Design thinking can be seen to have its initial roots in business, especially in product design where innovative products are designed to meet people’s needs and thereby understand how to facilitate innovation. Participatory Design (also often referred to as co-design) looks to actively involve stakeholders, end-users and the wider project team in the design process. As design thinking was extended to the field of management it was extended beyond design outcomes. As it became confronted by ‘wicked problems’ in a management setting, so design thinkers looked to become more systemic. Design thinking and systems thinking complement one another, and their integration via systemic design is already being used by some organisations in their interventions.
Design Thinking as a Strategy for Innovation. This page by Linda Naiman shows how design thinking is at the core of effective strategy development and organizational change. It is shown as a methodology used by designers to solve complex problems, and find desirable solutions for clients. Design thinking minimizes the uncertainty and risk of innovation by engaging customers or users through a series of prototypes to learn, test and refine concepts.
5 stages in the design thinking process. This post by Rikke Dam and Teo Siang highlights that design thinking is extremely useful in tackling complex problems that are ill-defined or unknown, by understanding the human needs involved, by re-framing the problem in human-centric ways, by creating many ideas in brainstorming sessions, and by adopting a hands-on approach in prototyping and testing.

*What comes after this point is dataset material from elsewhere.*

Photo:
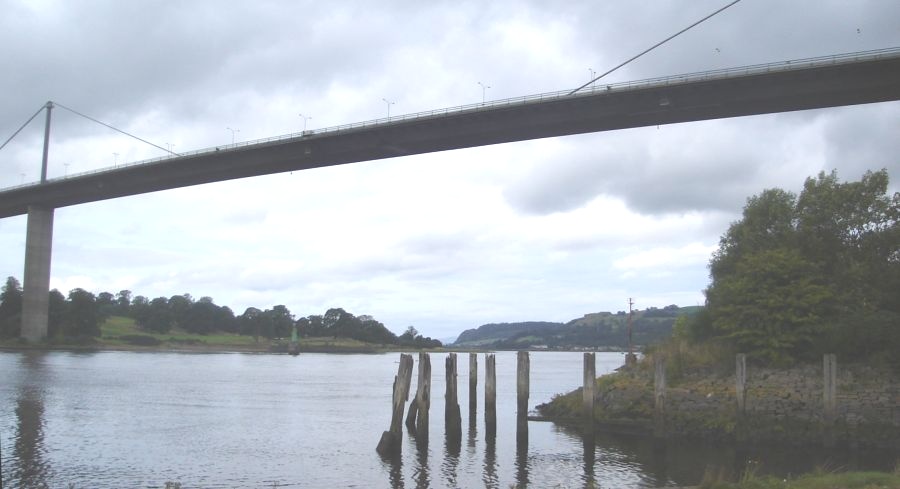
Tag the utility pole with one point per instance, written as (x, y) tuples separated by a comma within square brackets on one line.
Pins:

Understanding these five stages of Design Thinking (Empathise, Define – the problem, Ideate, Prototype, and Test)will empower anyone to apply the Design Thinking methods in order to solve complex problems that occur around us — in our companies, our countries, and even our planet.

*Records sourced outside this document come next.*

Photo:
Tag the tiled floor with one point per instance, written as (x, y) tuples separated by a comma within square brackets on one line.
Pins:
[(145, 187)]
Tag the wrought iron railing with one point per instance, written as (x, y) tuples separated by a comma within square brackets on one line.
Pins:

Design Thinking: A Unified Framework For Innovation. This Forbes article by Reuven Cohen provides his reflections of the Stanford University “Design Thinking Boot Camp: From Insights to Innovation”course. As he notes, one example of a design thinking process could have several stages: Empathize, Define, Ideate, Prototype and Test. Within these steps, problems can be framed, the right questions can be asked, more ideas can be created, and the best answers can be chosen. The steps aren’t linear; they can occur simultaneously and can be repeated.
Systems thinking and design thinking: complimentary approaches? This 2015 paper by Grace Mugadza points out that Design Thinking(DT) and Systems Thinking (ST) came about through totally different and unrelated processes. The philosophies of both can be traced back hundreds of years but there has been a recent resurgence in their application. DT as popularized today has its initial roots in business, especially in product design. More recently it has been extended and applied to management where it assumed many of the concepts of Systems Thinking, which, can be seen to have been developed over a longer period of time.

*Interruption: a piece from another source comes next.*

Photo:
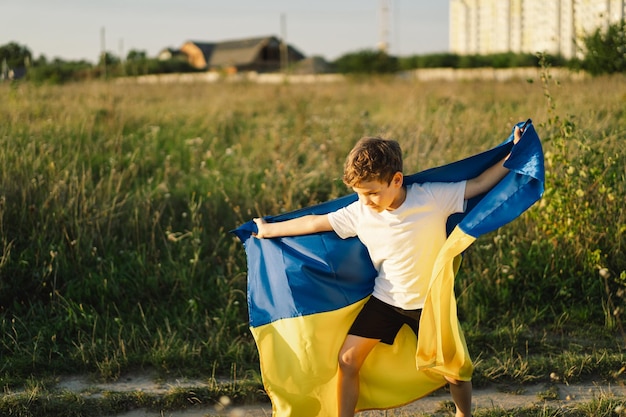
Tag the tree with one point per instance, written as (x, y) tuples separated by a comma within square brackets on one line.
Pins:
[(605, 50), (15, 55)]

Systems & Design Thinking: A Conceptual Framework for Their Integration. This 2011 paper by John Pourdehnad and colleagues explores the relationship between Systems and Design Thinking. It specifically looks into the role of Design in Systems Thinking and how looking at the world through a systems lens influences design.
Co-design resources: techniques and methods. This useful page by Penny Hagen points to a range of industry articles and academic papers that describe, discuss or demonstrate various co-design and collaborative workshop techniques.
What is Design Thinking, Really? This 2010 blog post by Venessa Miemis expands on the concept of design thinking as a set of principles, from mindset to process, that can be applied to solve complex problems. It does this through a review of Change by Design, written by IDEO’s CEO Tim Brown.
Design thinking diagrams. A 2017 slideshare presentation by Gena Drahun. Provides a wide collection of diagrams illustrating the concept of Design Thinking.